In 2018, Sandhu — along with a group of other students and Duke Global Health Institute Associate Professor Janet Bettger — began working on a project called “Help Desk,” which was supported by a global health Bass Connections grant. For the Help Desk project, they partnered with the Lincoln Community Health Center, a federally qualified health center in Durham that cares for community members in need. Their goal was to connect vulnerable patients to resources for unmet social services and in turn, improve patient health outcomes long-term.
When the Help Desk project first launched, Sandhu says, “We trained student volunteers to become ‘community resource navigators’ so we could help patients access resources for their non-medical needs. Food, housing, transportation."
When COVID-19 hit, he says, “We realized these resources were constantly changing.”
They would need to find new, pandemic-related resources and also update information about other existing resources that were changing day by day due to COVID-19. For example, Sandhu says they discovered that food pantries were closing or offering limited hours, and healthcare clinics were shutting down.
To expand their outreach, he said the 10-person Help Desk team needed more volunteer power to keep up with social service resources in town. They reached out to and merged with another Duke student group, the Student Collaborative on Health Policy, led by Charlotte Thomas, a Duke senior who is studying chemistry. Together, they worked week-by-week maintaining and updating the existing Help Desk public directory — basically, a really big Google doc of social resources in the Durham area.
“We wanted every organization we worked with prior to the pandemic to be checked twice a week, to be sure they were still up and running during COVID,” Thomas says.
As they worked, they discovered that many social services in Durham had their own directories as well. They began merging this information into their database, too. In the process, they learned that the Community Empowerment Fund, a non-profit in Durham, was also already doing the exact same thing.
“We had a call with them and said, ‘We both have similar directories and wouldn’t it make sense to combine our efforts and update all these records in one place. Now we have the Help Desk team, Duke’s student collaborative for health policy, and this community empowerment partner – three groups working together to maintain a database of about 400 organizations,” he says.
The Durham County Health Department heard about their project and also reached out, requesting access to their resources. The Help Desk team continued to connect with medical providers and social workers at Duke, who helped get the resource directory embedded in the electronic health record there.
“Durham Partnership for Seniors also asked if we could create a resource list specific to older adults,” Thomas says.
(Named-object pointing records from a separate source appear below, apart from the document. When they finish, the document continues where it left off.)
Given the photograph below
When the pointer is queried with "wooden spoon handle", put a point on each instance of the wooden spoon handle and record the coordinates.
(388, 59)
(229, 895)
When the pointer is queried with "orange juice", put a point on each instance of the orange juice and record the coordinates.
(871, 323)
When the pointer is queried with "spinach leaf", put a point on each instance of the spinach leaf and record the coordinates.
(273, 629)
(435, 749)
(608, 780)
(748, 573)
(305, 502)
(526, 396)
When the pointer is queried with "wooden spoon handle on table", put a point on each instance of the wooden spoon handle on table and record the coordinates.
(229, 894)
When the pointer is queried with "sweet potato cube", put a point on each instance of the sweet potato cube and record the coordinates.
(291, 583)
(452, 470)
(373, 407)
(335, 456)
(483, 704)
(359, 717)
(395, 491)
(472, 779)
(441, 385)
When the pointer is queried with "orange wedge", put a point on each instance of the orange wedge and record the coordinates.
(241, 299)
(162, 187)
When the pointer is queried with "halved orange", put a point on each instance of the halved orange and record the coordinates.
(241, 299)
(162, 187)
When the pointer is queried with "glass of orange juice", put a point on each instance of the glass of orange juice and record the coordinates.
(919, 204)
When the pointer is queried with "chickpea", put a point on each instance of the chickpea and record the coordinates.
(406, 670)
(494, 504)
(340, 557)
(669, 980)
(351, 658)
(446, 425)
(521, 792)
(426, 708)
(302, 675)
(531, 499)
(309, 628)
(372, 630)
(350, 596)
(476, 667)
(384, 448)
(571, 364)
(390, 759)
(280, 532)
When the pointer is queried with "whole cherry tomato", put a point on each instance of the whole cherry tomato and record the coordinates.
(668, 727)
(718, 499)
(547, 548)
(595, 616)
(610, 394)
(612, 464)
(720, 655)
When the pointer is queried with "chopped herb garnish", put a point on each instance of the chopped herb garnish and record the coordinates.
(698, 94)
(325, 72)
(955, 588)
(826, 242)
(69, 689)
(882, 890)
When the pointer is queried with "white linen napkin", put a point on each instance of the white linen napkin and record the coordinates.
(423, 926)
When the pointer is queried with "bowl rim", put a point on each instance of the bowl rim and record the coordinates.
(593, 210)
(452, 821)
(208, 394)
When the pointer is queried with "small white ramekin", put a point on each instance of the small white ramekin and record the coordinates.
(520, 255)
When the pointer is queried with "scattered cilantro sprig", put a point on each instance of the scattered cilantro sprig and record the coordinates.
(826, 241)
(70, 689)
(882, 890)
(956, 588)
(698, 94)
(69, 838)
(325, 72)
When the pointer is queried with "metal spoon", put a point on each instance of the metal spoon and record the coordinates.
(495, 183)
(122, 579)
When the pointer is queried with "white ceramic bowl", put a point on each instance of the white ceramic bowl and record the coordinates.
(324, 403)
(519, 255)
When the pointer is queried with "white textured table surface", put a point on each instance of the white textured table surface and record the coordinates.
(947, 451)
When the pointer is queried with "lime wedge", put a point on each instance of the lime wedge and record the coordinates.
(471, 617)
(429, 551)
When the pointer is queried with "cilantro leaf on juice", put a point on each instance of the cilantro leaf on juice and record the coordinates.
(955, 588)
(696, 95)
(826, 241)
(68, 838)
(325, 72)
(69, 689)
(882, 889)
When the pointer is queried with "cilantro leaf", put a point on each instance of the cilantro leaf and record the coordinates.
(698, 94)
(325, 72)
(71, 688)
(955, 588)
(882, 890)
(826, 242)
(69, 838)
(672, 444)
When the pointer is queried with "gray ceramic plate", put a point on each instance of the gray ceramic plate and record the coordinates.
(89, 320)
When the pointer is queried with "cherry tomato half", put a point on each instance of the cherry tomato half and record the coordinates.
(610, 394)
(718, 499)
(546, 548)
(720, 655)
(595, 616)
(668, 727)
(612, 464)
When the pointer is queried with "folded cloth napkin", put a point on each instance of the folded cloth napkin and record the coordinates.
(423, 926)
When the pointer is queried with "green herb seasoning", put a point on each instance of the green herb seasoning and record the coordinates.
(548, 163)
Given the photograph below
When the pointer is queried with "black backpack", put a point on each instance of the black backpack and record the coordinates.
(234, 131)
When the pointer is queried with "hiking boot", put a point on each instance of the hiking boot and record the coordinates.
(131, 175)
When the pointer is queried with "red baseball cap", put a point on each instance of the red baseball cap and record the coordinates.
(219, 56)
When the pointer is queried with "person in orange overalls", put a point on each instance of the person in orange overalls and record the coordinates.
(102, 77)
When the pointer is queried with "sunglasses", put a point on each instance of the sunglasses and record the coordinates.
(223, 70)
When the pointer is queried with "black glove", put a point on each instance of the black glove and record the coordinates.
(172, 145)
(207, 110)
The 400+ resource list has now been translated into Spanish, too. “It is a community disproportionately affected by COVID,” says Sandhu.
Josee Li, a Duke sophomore who is studying policy and global health, is a member of the core Help Desk team and co-president (along with Thomas) of Duke’s Student Collaborative on Health Policy this year. She says their group is now creating a website that anyone can turn to for resources. Working with the local chapter of an organization called Code for America, they have been able to help turn the Help Desk spreadsheet into a more polished website.
After curating a specific list for the older adult directory and transitioning efforts to a website platform, Li says, “We began recruiting a specific team of student volunteers who helped us curate resources for children and families from a list of other smaller child resource directories — to add to our main directory.”
Li says student volunteers filtered the hundreds of child and family resources down to about 150 locally-based organizations and services. They were added to the giant database on the new website platform.
Sandhu adds, “It has maps, it’s filterable by criteria, and it’s much easier for an end user to use. It could go live soon.”
Thomas says they’re still determining how many people will benefit from the new website resource, but other local groups that use the database include websites belonging to the Partnership for a Healthy Durham, Senior PharmAssist, Durham Continuum of Care, and Durham’s Community Empowerment Fund.
While their initial goal was to create a temporary solution for those in need during the pandemic, their compassion for their community and enterprising efforts have built a deep and valuable resource that they hope will help reduce health disparities in Durham.